Broward County Sheriff’s deputies were called to the Parkland, Florida, home four days after Cruz’s 18th birthday. He had lashed out at his mother over a disagreement about the paperwork he needed to get a Florida State identification card. Lynda Cruz was worried, she told police. Back when he was too young to legally buy a rifle, her son had mentioned he wanted to buy a gun. Now he was “cutting his arms … to get attention,” she told them, according to one police report dated September 28, 2016.
The responding officer wrote that Cruz’s therapist from Henderson, Jared Bienenfeld, was “on the scene at the home and deemed Nikolas to be no threat to anyone or himself at this present time.”
An investigator with the Florida Department of Children and Families, Beatrice Thomas, was also there to check on the teen’s well-being.
These reports add pivotal details to accounts by neighbors, who told CNN that Cruz grew up in a home that received frequent visits from law enforcement.
A former schoolmate, Brody Speno, said he knew Cruz since elementary school. He described him as “an evil kid” who was “always getting in trouble.”
He recalled Cruz stealing people’s mail, throwing rocks at cars and tormenting animals. He described one incident in which he said Cruz “cornered a squirrel and was trying to throw rocks at it and kill it.”
Cruz was eventually expelled for disciplinary reasons from Marjory Stoneman Douglas High, where he would later return to commit this week’s massacre.
In early 2017, Cruz bought an AR-15-style rifle from a small neargy bun store, Sunrise Tactical Supply in Coral Springs. Officials say he passed the required government background check, and bought it legally.

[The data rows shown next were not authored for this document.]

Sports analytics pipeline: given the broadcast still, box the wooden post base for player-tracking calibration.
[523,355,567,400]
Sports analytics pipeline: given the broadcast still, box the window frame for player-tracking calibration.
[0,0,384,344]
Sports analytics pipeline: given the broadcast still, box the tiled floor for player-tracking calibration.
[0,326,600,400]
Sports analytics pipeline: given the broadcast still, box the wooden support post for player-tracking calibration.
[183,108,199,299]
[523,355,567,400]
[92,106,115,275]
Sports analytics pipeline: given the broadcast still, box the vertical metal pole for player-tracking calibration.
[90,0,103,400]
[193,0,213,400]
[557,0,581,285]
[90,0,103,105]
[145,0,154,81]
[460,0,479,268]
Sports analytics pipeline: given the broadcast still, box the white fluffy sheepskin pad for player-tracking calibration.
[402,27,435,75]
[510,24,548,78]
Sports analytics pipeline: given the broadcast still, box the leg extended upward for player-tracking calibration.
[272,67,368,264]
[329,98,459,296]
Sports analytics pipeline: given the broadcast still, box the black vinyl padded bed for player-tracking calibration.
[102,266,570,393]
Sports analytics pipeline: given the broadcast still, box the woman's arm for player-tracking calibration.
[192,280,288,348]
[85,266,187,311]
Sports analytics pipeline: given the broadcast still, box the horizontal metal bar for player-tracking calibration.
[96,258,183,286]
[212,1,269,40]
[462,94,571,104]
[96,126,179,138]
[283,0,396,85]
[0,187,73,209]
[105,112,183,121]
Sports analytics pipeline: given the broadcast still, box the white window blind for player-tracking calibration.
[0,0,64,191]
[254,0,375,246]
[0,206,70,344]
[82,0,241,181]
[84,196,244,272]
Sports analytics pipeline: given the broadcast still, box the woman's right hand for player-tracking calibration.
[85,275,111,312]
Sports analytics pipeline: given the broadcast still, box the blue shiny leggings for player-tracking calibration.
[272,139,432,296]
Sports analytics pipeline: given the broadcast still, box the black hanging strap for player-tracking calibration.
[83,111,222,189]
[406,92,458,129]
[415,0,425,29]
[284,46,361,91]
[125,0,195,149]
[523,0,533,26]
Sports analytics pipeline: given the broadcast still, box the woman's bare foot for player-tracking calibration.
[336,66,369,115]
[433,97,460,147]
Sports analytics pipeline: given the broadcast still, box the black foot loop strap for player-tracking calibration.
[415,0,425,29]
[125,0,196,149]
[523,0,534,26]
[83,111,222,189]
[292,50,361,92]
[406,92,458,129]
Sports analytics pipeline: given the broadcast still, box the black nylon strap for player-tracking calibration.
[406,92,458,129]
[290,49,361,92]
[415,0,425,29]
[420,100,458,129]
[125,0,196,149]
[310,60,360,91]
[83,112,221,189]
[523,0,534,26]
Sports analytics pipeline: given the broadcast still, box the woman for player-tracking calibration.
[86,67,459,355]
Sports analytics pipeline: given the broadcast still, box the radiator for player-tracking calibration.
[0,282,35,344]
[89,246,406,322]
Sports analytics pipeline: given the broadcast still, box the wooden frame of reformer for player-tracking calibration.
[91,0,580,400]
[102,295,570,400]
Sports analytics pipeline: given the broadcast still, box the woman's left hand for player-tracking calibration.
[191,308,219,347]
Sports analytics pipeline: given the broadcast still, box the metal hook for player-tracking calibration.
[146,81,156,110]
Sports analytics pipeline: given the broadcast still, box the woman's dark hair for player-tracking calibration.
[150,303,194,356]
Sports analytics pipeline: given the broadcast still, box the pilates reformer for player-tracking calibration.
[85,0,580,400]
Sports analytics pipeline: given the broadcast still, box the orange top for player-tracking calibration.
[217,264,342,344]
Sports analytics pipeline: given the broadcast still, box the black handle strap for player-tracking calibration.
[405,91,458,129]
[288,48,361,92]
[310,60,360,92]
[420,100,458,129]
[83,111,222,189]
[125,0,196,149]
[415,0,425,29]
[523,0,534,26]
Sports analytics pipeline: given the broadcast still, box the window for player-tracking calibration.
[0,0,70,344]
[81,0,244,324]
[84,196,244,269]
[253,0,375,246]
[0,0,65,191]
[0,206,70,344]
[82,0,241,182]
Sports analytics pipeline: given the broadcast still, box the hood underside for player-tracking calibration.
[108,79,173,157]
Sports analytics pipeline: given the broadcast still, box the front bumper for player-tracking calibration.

Thursday evening, a lawyer for the gun shop owner delivered this statement to news reporters:
“The Morrisons here sold a lawful weapon to someone who was mentally ill. Someone who fell through the cracks. Someone who was not held accountable for their actions when they were expelled from school. Someone who was not put into any sort of database and someone who was essentially allowed to go unchecked before walking into this store and purchasing a firearm,” said Douglas Rudman, the attorney representing shop owner Michael F. Morrison.
The nation’s gun-buying background check system is supposed to keep firearms out of reach for dangerous individuals. But it’s not meant to catch early warning signs like those exhibited by Cruz.
The system checks for felony convictions, instances of domestic violence, addiction to illegal drugs and involuntary commitments due to mental illness.
But it does not check for school expulsions, other mental health history or domestic disturbances that do not result in criminal charges.
The system also does not review a person’s public statements or explicit threats to commit violence, such as Cruz’s multiple comments online — in his own name — in which he boldly declared his intentions.
“I wanna shoot people with my AR-15,” said one.
“Im going to be a professional school shooter,” said another.